Using George for the first £10 would often give you an indication of any value in the machine from the off if you hadn’t got any recent info, eg by watching some mug doing a brute force and getting shafted.
The only way I had Cashpots was the usual roll in, you know straight away as it spins slower the same as the hold after nudge type spin.
IMO this is where compensated machines fall into the 'should never have existed' category, they only managed to proliferate in the first place by skirting around gambling regulations by (somehow!) achieving the arcane classification of 'AMUSEMENTS WITH PRIZES', and yet as we all know, even by the £4.80p token jackpot era (1990), there were machines that could save for streaks of £50-£60 (the original ACE Hidden Treasures machines, for example), which in today's money is £143, is that really just 'amusement with prizes'?
I mean, it's all very well for us to sit here in the year 2024, with decades of accumulated knowledge, and also the ability to dissect machines in the emulator in a way that was never possible on the real thing, including doing stuff like 'rewinding time' with VM snapshots to prove certain cheating/dishonest behaviour, like I did with the Betcoms 'switching the box' on the player on their DOND style game.
However, back in the day it was basically just the wild west, with the manufacturers of these machines essentially able to do pretty much whatever they wanted, with all sorts of bonkers compensators, pots, saved for value, anti-force code and all the rest of it.

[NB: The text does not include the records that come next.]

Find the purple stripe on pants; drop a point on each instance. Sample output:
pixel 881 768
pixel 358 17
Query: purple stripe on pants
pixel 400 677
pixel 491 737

Specifically in the case of Super Blackjack Club, the original 'correct' way to play this, on earlier chips, was the straight gamble force technique, and then Barcrest pushed out a ROM revision that categorically fought against that behaviour, essentially turning it into an entirely different machine, and reducing its payout by 20% if played in that manner, and there was no requirement whatsoever to inform the player of this. (And of course, when the new ROMs were put in the machine, it'd reset all its internal meters, so anything owed to the player at that point was just lost forever.)
For my money, there's no 'good' way to do compensation, some methods are fairer than others, but fundamentally it's a shit idea and I'm glad it's now dead in the real world, but that it can live on through emulation.